Unquestionable desire to cut competition out of the shale market can be beneficial for the US. Debt of fracking companies amounts to 3 bn USD. Those firms acquired capital from various sources like issuing bonds or shares. Going bust may be a part of the plan and attack against them (also at the expense of OPEC) also hurts Russia a lot.
After frackers go bust some ‘strong hands’ of ‘responsible men’ could take over well-developed infrastructures that will deliver shale and last another 20-30 years without any modernisation. Capital will swap hands and collateral damage will be counted in jobless people and demolished economies of oil exporting countries.
I want to stress one fact. This is nothing new. This scheme has been used many times and recent 2008 bank crisis is a fresh example. After real estate bubble bursted and many people lost roof over their heads we saw one of the biggest bank consolidation in history. Now the whole sector is made up by few corporations too big to fail.
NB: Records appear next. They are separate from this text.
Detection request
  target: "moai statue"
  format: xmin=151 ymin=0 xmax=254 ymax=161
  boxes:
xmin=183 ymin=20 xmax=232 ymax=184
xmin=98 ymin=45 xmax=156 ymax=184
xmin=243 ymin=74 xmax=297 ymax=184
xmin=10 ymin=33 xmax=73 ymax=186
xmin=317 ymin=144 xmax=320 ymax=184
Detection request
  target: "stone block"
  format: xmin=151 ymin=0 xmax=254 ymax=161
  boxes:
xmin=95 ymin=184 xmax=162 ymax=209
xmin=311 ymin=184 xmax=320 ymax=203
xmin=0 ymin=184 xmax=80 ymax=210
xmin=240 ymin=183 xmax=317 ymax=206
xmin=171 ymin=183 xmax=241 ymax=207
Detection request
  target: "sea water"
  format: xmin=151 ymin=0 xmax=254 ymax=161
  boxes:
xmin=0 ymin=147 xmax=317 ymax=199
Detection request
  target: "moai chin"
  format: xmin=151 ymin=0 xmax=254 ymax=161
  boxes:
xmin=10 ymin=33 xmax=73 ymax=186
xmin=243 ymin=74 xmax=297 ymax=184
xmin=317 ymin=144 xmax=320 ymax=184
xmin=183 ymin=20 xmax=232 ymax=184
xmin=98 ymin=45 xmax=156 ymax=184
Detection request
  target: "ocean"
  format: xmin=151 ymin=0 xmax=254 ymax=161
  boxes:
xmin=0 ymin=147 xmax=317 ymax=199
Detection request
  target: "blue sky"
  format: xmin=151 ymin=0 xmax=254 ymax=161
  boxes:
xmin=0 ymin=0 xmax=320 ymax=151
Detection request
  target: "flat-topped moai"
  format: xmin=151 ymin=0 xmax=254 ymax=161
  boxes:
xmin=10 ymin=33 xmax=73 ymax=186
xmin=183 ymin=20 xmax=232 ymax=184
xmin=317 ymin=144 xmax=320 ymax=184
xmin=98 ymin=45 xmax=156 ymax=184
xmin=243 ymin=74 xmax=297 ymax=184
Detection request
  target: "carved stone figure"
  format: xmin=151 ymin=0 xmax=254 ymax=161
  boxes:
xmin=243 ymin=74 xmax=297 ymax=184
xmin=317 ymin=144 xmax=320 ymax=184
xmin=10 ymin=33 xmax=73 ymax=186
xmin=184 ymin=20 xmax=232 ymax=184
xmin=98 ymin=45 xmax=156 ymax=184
Zerohedge informs that bankruptcies are not going to happen any time soon. The Federal Reserve ordered banks to finance oil production industry no matter their insolvency. Lenders roll shale debt with small regard of lacking basic economic fundamentals. Junk bonds worth 3 bn USD can trigger a disaster in banks’ accounts creating a crisis nearly impossible to contain. Substantial share of producers going bust would push oil production off the cliff for a long fall.
Another factor to consider is an increase in dollar supply by average of 8% per annum. Proof for USD losing its value is the Chapwood index. Currency that loses value every single year is the one which oil is being denominated in. The same oil price fell to levels unseen for 10 years. Real price of oil taking inflation into consideration is now close to historic lows.
I am coming back to the question: does today’s cheap oil exhaust possibility of further falls? Number of demand-supply factors tell that further discount towards 20-25 USD is likely. But in my opinion we already experienced Brent’s bottom few days ago at 28 USD/bbl.
Bankruptcies in production sector and snowballing problems of oil exporting countries will inevitably take few millions of barrels off the supply side in turn stabilising oil price at higher levels. Traders already know that. This is why accounting for future diminished production makes gains of oil price smoother.